Cooper opened the segment by noting the political views of the father of murdered Iowa college student Mollie Tibbetts, who was recently killed by an illegal immigrant -- the grieving father said he wanted people to keep his daughter's name out of the immigration debate.
"She is an American citizen," Cortez said. "And the fact that she is dead at the hands of an illegal alien is a reasonable policy talking point."
"And even if it doesn’t matter, to her father that the killer was here illegally, it matters to a lot of us," he continued. "To me as a father, it matters a heck of a lot to me because I don’t want my daughter killed by an illegal alien who shouldn’t be here in the first place, particularly ones who have proved themselves dangerous already and haven’t been deported."
"Tragedies happen," Powers said. "But that doesn’t mean that you need to demonize an entire group of people because of a tragedy."
She continues with the left's well-worn argument that illegal aliens commit crimes at much lower rates than the average American -- true or not. Staying true to the script, Powers then played the race card.
"We’ve seen it a million times, demonizing people that are different and saying that whether it’s Italians or Jews, now Irish, now it’s people from Central America and Mexico," she said.
Cortes responded to remind Powers that he is Hispanic and that most of the victims of illegal immigrant crime are Hispanic.
"The point is tragedies happen, you’re right," he added. "But most tragedies are not preventable when you talk about an American citizen who decides to do something evil against another American.
"When you’re talking about an illegal alien who doesn’t belong here in the first place, that is 100 percent preventable."
"It’s very easy for a lot of elites to hide because they don’t deal day-to-day with dangerous illegals," Cortes then stated. "You know who do? People with names like Cortez and Mendoza in Los Angeles, California."
Incredibly, Powers countered to dismiss Cortes' heritage, citing his cuff links to say that he is "an elite," which apparently trumps being Hispanic in the eyes of the left.

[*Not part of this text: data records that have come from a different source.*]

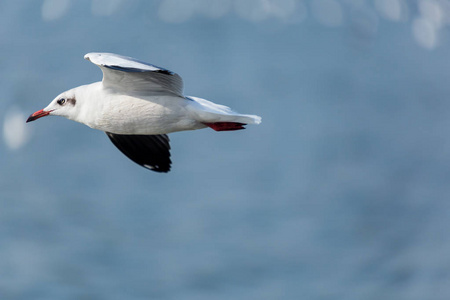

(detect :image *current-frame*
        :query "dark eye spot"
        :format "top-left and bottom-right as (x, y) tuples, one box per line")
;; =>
(67, 98), (76, 106)
(57, 98), (66, 105)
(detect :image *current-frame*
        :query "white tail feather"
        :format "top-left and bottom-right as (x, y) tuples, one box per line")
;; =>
(187, 96), (262, 125)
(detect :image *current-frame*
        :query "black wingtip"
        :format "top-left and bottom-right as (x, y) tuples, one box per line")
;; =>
(105, 65), (174, 76)
(106, 132), (172, 173)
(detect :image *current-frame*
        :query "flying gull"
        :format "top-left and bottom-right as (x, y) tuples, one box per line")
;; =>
(26, 53), (261, 172)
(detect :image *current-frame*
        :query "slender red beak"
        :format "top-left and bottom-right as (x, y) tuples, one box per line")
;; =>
(26, 109), (50, 123)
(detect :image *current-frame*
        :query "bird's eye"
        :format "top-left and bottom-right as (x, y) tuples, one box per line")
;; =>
(57, 98), (66, 105)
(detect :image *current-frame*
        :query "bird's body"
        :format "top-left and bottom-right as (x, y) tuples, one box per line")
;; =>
(27, 53), (261, 172)
(66, 82), (204, 135)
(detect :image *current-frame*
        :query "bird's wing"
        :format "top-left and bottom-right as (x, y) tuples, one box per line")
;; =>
(106, 132), (172, 173)
(85, 52), (183, 97)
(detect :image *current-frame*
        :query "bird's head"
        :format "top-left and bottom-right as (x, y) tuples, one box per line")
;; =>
(26, 89), (78, 123)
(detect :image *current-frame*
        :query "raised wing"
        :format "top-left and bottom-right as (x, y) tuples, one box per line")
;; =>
(106, 132), (172, 173)
(85, 52), (183, 97)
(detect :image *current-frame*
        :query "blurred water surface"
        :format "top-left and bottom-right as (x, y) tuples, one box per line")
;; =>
(1, 1), (450, 299)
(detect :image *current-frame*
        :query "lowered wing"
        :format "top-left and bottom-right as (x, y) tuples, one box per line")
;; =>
(106, 132), (172, 173)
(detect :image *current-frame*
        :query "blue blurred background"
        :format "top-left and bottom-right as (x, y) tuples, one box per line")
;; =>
(1, 0), (450, 299)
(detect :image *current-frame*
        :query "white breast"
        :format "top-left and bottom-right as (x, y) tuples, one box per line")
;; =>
(89, 93), (203, 135)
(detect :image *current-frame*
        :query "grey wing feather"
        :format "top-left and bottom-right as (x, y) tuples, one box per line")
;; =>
(85, 52), (183, 97)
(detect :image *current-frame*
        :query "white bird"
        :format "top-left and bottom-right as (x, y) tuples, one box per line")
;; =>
(27, 53), (261, 172)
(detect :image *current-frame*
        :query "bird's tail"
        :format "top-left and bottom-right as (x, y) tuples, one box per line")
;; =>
(186, 96), (261, 130)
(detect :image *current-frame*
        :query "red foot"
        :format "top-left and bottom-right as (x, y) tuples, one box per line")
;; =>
(204, 122), (246, 131)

She then boasts about how many illegals there are in "major urban environments" to argue that "so-called elites" do live and interact with illegal immigrants.

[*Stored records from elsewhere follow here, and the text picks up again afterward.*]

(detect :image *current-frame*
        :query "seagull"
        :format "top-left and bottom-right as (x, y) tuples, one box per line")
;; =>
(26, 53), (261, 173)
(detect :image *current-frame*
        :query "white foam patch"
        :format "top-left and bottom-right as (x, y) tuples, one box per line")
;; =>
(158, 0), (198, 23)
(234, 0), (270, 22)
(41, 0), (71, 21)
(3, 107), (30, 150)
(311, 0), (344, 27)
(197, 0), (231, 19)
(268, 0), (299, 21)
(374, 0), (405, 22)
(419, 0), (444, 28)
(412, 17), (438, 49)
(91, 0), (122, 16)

"New York City, for example, one of the places that has maybe the most undocumented immigrants in the country," Powers said. "And the elites have no problem with them. So I don’t understand this idea that you think that somehow elites are not living in cities where there are undocumented immigrants. That’s a complete falsehood."
"My point is that the victims of illegal immigrant crime overwhelmingly are working class people, largely people of color, not elites who live in generally very safe places, gated communities, high-rise buildings," Cortes corrected her.
As for the death of Mollie Tibbetts, President Donald Trump and his oldest son, Donald Trump Jr., have been criticized for using her name in response to her fathers comments, and talk radio host Ben Ferguson appeared on CNN to suggest the White House will now respect the family's wishes.
"I don’t know if they reached out directly to [the White House] or they knew this," he explained, adding that he doesn't blame the father for saying leave my daughter out of the debate.
"There is also the reality when you have an unsecure border and an illegal immigrant that commits a heinous crime like this it has to be talked about and it should be," Ferguson added. "Can you have that conversation without leaving this tragedy or the names out of it? Absolutely. I think the White House moving forward, you’ll probably see that they’ll do exactly that."